Posted 03 February 2010 - 10:48 PM

Hey everyone,

so I'm doing all this on my iPhone so please excuse the limited searching for answers.

I've had the fake antivirus software (av.exe) 2 or 3 times now but have been able to get rid of it with help from the guides. However, I now have the above listed virus, altho a post on systamtechs website makes me think it is not the listed virus and something else completely. It won't let me access task manager, has changed my sysamtech vptray program, changed AIM, and deleted malwarebytes exe. I tried reinstalling malwarebytes from a flash, but it didn't work. Was immediately deleted.
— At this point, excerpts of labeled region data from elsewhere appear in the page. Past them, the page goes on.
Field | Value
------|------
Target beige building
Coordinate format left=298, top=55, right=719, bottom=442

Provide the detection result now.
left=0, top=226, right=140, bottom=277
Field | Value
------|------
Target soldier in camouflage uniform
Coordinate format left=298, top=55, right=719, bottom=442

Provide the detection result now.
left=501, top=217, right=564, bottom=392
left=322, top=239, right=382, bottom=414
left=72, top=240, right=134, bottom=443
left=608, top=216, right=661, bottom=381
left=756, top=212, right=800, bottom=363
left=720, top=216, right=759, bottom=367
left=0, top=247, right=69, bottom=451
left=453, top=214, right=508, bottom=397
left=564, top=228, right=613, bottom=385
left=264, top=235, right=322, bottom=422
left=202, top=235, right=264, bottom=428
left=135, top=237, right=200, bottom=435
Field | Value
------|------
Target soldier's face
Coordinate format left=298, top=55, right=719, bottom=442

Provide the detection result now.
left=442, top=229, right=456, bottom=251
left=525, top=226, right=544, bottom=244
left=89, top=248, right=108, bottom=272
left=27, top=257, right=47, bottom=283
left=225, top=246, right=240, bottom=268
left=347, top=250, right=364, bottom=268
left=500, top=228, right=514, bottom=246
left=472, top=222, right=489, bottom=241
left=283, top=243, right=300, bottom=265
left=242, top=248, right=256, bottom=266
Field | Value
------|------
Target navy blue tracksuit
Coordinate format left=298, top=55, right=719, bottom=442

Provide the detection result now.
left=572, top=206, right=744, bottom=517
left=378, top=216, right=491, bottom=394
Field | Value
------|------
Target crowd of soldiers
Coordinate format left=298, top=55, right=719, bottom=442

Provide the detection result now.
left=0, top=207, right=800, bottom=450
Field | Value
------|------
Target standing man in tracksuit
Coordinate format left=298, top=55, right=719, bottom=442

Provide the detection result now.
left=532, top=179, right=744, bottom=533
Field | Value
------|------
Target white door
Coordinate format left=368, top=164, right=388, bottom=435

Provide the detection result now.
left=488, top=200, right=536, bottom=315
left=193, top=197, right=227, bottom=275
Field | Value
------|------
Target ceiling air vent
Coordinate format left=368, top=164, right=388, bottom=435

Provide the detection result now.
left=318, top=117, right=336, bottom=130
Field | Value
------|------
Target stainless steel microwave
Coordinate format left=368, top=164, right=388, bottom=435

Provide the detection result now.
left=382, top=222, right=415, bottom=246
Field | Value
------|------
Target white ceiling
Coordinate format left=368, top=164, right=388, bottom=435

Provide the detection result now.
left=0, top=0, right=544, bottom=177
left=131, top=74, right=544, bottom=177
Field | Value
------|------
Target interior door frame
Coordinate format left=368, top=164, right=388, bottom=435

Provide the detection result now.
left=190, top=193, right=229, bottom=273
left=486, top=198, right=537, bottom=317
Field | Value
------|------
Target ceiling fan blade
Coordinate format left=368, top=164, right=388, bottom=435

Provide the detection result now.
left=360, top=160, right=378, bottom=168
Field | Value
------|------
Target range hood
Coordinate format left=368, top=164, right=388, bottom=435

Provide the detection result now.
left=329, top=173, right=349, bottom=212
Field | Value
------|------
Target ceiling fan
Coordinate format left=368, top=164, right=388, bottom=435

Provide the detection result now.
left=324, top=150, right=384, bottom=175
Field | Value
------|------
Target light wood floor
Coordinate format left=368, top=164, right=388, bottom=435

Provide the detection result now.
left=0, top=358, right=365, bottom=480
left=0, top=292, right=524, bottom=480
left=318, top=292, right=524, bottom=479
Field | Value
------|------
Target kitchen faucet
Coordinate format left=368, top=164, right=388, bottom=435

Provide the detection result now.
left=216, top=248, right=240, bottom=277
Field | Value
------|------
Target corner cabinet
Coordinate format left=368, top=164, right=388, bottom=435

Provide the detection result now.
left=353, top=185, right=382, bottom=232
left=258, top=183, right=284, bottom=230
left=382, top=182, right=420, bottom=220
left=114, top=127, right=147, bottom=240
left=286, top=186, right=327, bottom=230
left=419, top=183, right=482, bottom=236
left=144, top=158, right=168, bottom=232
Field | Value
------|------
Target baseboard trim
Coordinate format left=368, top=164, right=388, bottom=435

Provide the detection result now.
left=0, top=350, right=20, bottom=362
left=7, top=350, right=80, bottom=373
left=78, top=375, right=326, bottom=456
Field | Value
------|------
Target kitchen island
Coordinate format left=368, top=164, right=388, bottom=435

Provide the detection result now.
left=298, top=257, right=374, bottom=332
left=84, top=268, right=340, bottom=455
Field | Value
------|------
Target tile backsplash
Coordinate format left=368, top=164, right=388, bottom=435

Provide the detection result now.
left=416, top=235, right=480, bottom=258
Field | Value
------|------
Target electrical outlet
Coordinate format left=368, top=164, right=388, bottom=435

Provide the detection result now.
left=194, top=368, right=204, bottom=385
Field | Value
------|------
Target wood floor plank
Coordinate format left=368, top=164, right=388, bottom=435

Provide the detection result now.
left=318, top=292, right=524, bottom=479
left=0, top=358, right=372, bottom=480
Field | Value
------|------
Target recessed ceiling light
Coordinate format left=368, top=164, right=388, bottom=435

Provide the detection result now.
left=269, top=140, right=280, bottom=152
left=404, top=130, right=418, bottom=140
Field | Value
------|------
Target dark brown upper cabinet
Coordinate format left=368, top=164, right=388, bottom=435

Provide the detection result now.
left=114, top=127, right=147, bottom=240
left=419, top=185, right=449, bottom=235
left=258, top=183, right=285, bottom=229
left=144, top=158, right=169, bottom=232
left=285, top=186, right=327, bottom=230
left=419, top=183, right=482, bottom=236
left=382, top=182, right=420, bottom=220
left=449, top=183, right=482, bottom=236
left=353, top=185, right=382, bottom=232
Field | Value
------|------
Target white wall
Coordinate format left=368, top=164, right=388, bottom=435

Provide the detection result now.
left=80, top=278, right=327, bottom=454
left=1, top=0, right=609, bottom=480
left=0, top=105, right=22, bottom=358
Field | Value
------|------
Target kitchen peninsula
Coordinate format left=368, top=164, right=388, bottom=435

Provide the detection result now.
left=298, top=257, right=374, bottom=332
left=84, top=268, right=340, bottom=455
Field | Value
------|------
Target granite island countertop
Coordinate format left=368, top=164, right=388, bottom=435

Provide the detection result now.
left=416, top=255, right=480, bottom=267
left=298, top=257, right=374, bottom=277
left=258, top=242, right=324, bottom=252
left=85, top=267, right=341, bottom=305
Please help.

Oh, also, whatever this is hasn't touched ccleaner.

BC AdBot (Login to Remove)

 


#2 boopme

boopme

    To Insanity and Beyond


  • Global Moderator
  • 72,762 posts
  • OFFLINE
  •  
  • Gender:Male
  • Location:NJ USA
  • Local time:11:29 PM

Posted 03 February 2010 - 11:47 PM

Hello and welcome... As this infection deletes a core executable of Malwarebytes' we will need to download a new copy of it and put it in the C:\ tc... so please follow our Removal Guide here http://www.bleepingcomputer.com/virus-remo...t-security-2010

You will move to the Automated Removal Instructions for Internet Security 2010 using Malwarebytes' Anti-Malware:

After you completed that post your scan log here,let me know how things are.
The log is automatically saved and can be viewed by clicking the Logs tab in MBAM.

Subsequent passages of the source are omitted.